DDL SUL RISCHIO CLINICO – INTERVISTA AL PRESIDENTE CIC

Il DDL sul rischio clinico proposto dal deputato Gelli (PD) e che porta il suo nome è stato da poco approvato alla Camera dei Deputati; ora la discussione sarà portata al Senato con l’augurio che l’equilibrio sin qui raggiunto tra la tutela del professionista e il diritto del cittadino di essere risarcito per danni derivanti da un atto sanitario inappropriato sia mantenuto.

Tale normativa è stata fortemente voluta e influenzata dall’azione del Collegio Italiano dei Chirurghi (CIC), un ente morale apolitico, senza fini di lucro che riunisce quasi tutte le Società Scientifiche di Area Chirurgica che complessivamente raccolgono oltre 45.000 Medici specialisti (chirurghi generali, chirurghi specialisti, ginecologi, ortopedici, otorinolaringoiatri, urologi, ecc.), impegnati nelle Università e negli Ospedali pubblici e privati di tutto il territorio nazionale.

 

Ad affermarlo è il Presidente del CIC, Luigi Presenti. Rappresentanti del Collegio - spiega Presenti - hanno partecipato alle numerose audizioni, agli incontri preliminari e ai dibattiti attraverso i quali si è cercato di far capire alla politica il grande disagio con il quale ogni Chirurgo oggi convive quotidianamente. Tali criticità sono ben note e responsabili tra l’altro della medicina difensiva e della disaffezione alle specialità chirurgiche, oggi ritenute troppo rischiose e poco gratificanti tanto da essere considerate branche in via di estinzione.

Le riflessioni emerse dai confronti aggiunge Presenti, hanno costituito la base di partenza per l’ideazione del DDL in questione e rappresentano le pietre miliari o meglio ancora i punti per noi imprescindibili per la sicurezza del Paziente, in primis e di conseguenza la serenità degli esercenti le professioni sanitarie in generale e in particolare quelle chirurgiche”.

Ma che cos’è il CIC?

La domanda l’abbiamo posta direttamente al suo Presidente. Per capirlo basta leggere la sua carta costituzionale osserva Presenti, che poi aggiunge - si tratta di un’entità giovane, nata nel 2007 con finalità non solo di aggiornamento scientifico ma anche e soprattutto come organo di riferimento politico-sindacale delle Società che a esso aderiscono.

Ma perché i Chirurghi sentono pressante la necessità di questa aggregazione collegiale?

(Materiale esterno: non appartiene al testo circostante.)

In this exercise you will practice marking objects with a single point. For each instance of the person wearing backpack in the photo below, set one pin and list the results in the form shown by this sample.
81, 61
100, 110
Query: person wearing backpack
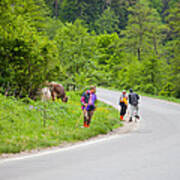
123, 104
88, 100
133, 101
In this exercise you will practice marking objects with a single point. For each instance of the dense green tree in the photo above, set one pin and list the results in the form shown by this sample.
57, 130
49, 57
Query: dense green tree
143, 33
107, 22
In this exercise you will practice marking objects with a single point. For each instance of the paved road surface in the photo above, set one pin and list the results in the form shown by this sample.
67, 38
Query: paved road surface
150, 153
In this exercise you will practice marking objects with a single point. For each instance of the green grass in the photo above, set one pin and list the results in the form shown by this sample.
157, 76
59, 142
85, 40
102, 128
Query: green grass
171, 99
32, 125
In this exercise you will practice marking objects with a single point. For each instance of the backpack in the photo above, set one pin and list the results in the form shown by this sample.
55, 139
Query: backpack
86, 95
134, 99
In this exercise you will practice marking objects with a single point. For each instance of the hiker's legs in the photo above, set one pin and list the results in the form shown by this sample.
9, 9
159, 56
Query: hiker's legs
123, 111
136, 111
132, 109
90, 114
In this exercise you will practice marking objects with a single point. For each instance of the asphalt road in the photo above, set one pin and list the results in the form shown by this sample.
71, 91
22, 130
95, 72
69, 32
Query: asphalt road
151, 152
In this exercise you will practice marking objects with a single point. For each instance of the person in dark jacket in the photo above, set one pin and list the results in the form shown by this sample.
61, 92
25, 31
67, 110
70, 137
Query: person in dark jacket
88, 101
123, 104
133, 102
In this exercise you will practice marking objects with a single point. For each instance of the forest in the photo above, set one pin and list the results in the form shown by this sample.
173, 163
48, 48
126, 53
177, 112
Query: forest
111, 43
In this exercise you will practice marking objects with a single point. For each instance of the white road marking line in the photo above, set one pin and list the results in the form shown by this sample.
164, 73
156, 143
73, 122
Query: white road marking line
71, 147
63, 149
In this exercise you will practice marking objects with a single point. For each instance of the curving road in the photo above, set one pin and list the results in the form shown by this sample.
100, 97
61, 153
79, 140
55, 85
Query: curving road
151, 152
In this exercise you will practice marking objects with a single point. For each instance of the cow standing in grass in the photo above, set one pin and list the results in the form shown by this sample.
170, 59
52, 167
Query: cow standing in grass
55, 90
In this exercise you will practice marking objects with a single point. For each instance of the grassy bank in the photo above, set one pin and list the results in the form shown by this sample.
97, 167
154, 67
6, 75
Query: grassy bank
32, 125
171, 99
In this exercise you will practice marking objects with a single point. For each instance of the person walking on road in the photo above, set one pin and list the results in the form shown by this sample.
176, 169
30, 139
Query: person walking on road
134, 108
88, 101
123, 104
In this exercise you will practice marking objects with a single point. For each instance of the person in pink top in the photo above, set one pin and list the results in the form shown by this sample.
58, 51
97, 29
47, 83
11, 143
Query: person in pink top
88, 100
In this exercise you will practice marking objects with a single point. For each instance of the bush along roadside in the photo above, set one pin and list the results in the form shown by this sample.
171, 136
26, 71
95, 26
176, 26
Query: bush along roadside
27, 125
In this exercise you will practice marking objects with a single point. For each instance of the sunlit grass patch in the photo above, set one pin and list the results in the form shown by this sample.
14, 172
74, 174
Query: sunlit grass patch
32, 125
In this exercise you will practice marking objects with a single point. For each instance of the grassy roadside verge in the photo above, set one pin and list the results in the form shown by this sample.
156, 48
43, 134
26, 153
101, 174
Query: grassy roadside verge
171, 99
36, 124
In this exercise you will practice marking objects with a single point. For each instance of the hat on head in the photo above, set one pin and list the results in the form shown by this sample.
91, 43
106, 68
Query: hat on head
124, 91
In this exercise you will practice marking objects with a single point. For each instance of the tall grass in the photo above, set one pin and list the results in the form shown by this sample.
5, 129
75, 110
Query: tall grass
26, 124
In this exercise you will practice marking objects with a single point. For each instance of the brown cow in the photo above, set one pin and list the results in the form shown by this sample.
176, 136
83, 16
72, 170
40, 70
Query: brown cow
57, 90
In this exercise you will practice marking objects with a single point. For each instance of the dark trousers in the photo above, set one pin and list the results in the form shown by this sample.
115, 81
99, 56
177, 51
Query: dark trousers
123, 109
87, 116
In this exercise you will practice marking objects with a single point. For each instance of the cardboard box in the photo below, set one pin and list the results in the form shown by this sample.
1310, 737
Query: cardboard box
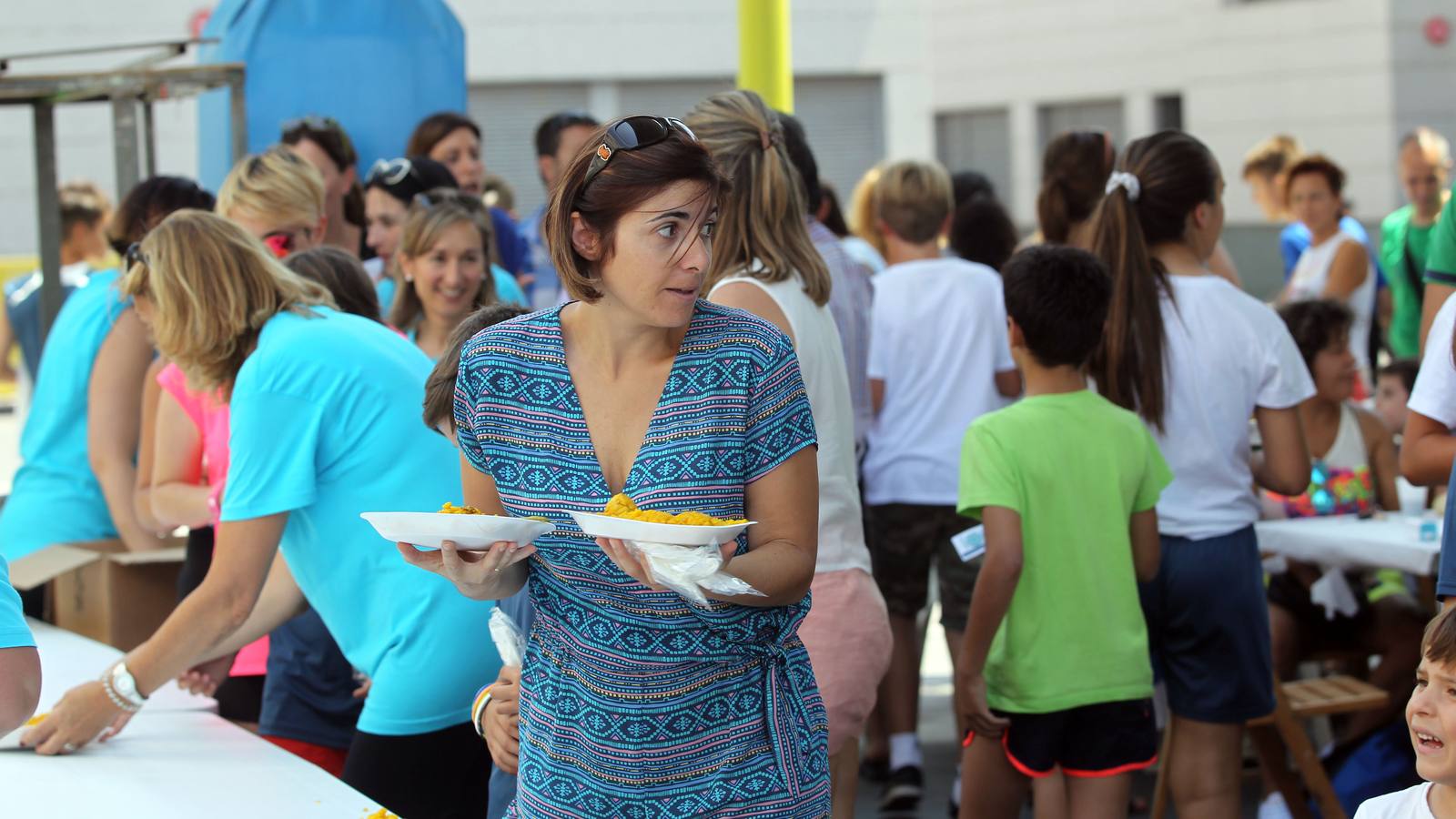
104, 592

“Non c’è un solo perché ma tanti risponde Presenti e poi prosegue - infatti, il CIC si propone di gestire i rapporti delle Società scientifiche d’area chirurgica con le Istituzioni sanitarie pubbliche e private ed è l’interlocutore privilegiato della Federazione Nazionale dell’Ordine dei Medici per la tutela dei diritti della categoria, sulla base dei principi della deontologia medica.

“Il Collegio vuole riaffermare la dignità professionale dei Chirurghi Italiani ci spiega Presenti - ridando loro la serenità di operare in sicurezza e nel contempo contribuendo a migliorare i livelli di cura dei Pazienti; infatti, le due cose vanno di pari passo e in parallelo aggiunge Presenti. Il fine ultimo è quello di riconquistare e consolidare il rapporto di fiducia con i Cittadini.

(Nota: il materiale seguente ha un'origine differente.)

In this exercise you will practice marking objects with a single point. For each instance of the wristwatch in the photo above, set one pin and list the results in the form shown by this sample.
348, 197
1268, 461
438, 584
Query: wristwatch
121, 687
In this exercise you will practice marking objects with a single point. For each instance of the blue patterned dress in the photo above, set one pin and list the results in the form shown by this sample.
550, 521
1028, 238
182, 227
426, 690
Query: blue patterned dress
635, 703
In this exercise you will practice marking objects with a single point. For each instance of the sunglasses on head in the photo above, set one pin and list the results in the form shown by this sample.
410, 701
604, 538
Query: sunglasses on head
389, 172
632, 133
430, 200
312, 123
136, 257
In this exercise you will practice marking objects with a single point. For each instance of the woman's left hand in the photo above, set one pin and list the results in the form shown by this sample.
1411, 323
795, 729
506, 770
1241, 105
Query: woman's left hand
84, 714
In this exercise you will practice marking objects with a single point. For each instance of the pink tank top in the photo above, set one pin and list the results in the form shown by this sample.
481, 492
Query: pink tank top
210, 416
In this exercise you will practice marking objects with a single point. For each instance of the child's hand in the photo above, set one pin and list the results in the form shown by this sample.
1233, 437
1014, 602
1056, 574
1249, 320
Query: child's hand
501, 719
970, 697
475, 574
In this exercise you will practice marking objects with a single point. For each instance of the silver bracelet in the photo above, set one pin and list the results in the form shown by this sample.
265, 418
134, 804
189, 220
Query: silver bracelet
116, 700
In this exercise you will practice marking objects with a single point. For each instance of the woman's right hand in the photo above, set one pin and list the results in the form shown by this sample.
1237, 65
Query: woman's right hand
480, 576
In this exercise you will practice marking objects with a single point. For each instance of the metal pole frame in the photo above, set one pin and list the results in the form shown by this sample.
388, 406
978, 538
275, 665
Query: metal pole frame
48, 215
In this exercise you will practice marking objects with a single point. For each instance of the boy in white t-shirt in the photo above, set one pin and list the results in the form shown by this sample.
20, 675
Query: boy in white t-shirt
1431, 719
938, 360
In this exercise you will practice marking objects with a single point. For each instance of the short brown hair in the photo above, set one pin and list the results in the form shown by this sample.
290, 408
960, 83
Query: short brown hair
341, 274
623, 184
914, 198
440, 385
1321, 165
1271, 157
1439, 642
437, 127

Il CIC, inoltre si propone come garante dei rapporti con le Associazioni con le quali intende condurre iniziative di divulgazione scientifica e di politica sociale. Altro impegno del CIC è quello di diventare punto di riferimento nella gestione delle controversie Medico-Legali della Categoria, proponendo una revisione e un adeguamento degli Albi Periti-CTU.

Inoltre, il Collegio s’impegna a garantire la corretta diffusione di notizie sulla stampa medica e generalista per i temi di competenza e anche di partecipare alla valutazione dell’avanzamento di carriera dei Chirurghi, restituendo alla figura del Dirigente la centralità nella gestione delle strutture assistenziali.

“Oggi, però, la speranza principale del Collegio e delle migliaia di Chirurghi ch’esso rappresenta - conclude Presenti - è che questa legge sul rischio clinico segua l’iter di approvazione definitiva, non solo nel più breve tempo possibile, ma con le modifiche opportune e necessarie, affinché si ristabilisca quel patto di alleanza tra Chirurgo e Paziente, l’unica prerogativa fondamentale e indispensabile per la serenità e sicurezza d’ambo le parti.